Unfortunately however, most buyers of pickups back then basically took one look at the Arena, and then proceeded in droves instead towards the Toyota dealership to place orders for its Hilux. And given the fact that the current crop of pickups are akin to mini monster trucks in both aesthetic and size, it is therefore probably safe to conclude that despite living in concrete jungles, most Malaysian pickup truck owners still want to feel like Rambo while out on the road.
For the (supposedly very) few though that are hoping for a modern pickup that picks up [heh] from where the Proton Arena left of, you will then perhaps be interested in Volkswagen’s Saveiro.
Now this particular Volkswagen is probably little known outside of South America, but with 1.6 million units sold in Brazil over the 41 years and three generations since its introduction, the Saveiro could be said to be quite the star seller over there. But what exactly is it? Well, to put it in the most simplistic of terms, think VW Polo + pickup bed.
Available in single- and double-cab configurations (albeit with only two doors), the Saveiro is only about as long and as wide as a Toyota Vios. But still is rated to carry over 700 kg in its bed, which for those who don’t know is 300 kg more than what a Hilux could manage.
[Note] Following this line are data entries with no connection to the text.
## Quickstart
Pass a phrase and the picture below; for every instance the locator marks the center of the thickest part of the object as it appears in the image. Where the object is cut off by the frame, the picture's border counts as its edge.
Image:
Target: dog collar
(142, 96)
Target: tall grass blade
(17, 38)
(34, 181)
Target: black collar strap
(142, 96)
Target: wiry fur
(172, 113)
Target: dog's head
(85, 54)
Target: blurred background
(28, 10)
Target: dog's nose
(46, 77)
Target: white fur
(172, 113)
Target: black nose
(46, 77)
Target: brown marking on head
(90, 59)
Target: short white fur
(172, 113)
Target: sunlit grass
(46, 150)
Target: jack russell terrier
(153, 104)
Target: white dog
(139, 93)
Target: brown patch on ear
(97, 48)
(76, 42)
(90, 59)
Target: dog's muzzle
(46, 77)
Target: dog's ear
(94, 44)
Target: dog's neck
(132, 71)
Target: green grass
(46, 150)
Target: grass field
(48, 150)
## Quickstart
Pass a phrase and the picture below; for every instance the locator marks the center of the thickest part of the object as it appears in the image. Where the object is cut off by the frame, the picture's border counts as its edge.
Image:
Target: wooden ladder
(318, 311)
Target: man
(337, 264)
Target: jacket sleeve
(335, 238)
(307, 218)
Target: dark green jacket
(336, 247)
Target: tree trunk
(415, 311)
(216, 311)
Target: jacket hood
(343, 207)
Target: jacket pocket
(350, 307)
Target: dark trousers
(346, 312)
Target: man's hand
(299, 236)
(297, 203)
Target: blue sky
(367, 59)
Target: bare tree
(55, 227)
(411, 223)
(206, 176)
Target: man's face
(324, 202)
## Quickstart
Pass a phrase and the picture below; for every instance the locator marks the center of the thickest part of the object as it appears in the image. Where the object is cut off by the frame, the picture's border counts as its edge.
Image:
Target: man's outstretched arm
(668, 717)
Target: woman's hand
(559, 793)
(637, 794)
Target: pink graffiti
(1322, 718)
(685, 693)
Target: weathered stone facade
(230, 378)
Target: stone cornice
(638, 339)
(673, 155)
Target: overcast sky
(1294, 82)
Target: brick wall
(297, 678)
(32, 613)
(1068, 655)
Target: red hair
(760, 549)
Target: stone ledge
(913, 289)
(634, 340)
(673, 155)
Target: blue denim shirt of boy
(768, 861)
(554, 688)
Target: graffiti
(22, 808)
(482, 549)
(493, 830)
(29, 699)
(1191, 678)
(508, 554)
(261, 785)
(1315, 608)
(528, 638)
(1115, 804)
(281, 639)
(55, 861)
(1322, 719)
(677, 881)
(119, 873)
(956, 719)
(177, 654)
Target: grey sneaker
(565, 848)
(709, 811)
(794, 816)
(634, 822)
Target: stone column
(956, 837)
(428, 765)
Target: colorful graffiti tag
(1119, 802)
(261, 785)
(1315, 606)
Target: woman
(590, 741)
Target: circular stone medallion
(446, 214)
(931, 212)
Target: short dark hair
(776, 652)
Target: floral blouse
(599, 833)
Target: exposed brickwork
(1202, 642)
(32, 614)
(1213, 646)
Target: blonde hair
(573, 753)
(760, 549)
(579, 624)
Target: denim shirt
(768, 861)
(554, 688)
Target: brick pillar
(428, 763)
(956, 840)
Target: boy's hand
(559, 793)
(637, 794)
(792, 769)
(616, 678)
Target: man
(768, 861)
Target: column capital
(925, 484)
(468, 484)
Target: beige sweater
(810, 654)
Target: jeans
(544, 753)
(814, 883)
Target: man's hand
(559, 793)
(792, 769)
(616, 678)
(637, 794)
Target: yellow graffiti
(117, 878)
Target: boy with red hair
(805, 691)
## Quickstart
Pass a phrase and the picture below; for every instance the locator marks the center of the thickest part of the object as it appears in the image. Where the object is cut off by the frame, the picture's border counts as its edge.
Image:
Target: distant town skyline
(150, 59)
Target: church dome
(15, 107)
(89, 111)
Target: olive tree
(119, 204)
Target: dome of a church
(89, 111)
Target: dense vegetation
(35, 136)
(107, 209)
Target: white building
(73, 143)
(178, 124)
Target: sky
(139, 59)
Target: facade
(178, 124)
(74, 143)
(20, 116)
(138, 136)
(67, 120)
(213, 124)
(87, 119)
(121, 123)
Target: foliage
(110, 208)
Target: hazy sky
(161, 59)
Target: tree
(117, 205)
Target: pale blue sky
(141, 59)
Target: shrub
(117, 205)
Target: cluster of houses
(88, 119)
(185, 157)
Moreover, as the front wheels are only driven by a 1.6-litre naturally aspirated engine that pumps out 116 hp and 153 Nm of torque, the Saveiro should likely also drink considerably less fuel than the current crop of macho pickups too.
And continuing on the topic of current pickups, the Saveiro could actually be specced to rival the modern tech-filled and leather-lined mini monster trucks on the road today, with things like leather upholstery and an infotainment system with Apple CarPlay and Android Auto connectivity being available. In fact, this VW mini-ute even has four wheel disk brakes as standard. A feature that is not typically seen on many of its bigger pickup brethren.
It is also not like the Saveiro is entirely stuck on tarmac too. With an additional 10 mm of ground clearance from the standard Gol (VW Brazil’s version of the Polo) on which it is based, as well as somewhat chunky 15-inch tyres and hill descent control, it may even be true for this front-wheel drive mini-ute to bounce along rough roads even better than the lumbering massive pickups of today.
But perhaps the biggest draw to the Saveiro is its to be its price, as prices for this VW costs the equivalent of RM 90,000 in Brazil. And just as icing on the rather attractive-looking mini-ute cake, there is also perhaps a nicer ring to saying that you drive a Volkswagen instead of a Toyota or even Ford.
This is unfortunately the point though that the dream owning a Saveiro in Malaysia must come to an abrupt end, as there really is no hope of Volkswagen Malaysia ever bringing it into the market. Not least because Volkswagen themselves have already stated that there will never be a right-hand drive version of the Saveiro, despite the rather loud and repeated calls already by the South African for this mini-ute to make an appearance over there. Oh well then, has anyone tried taking a hacksaw to a Jetta?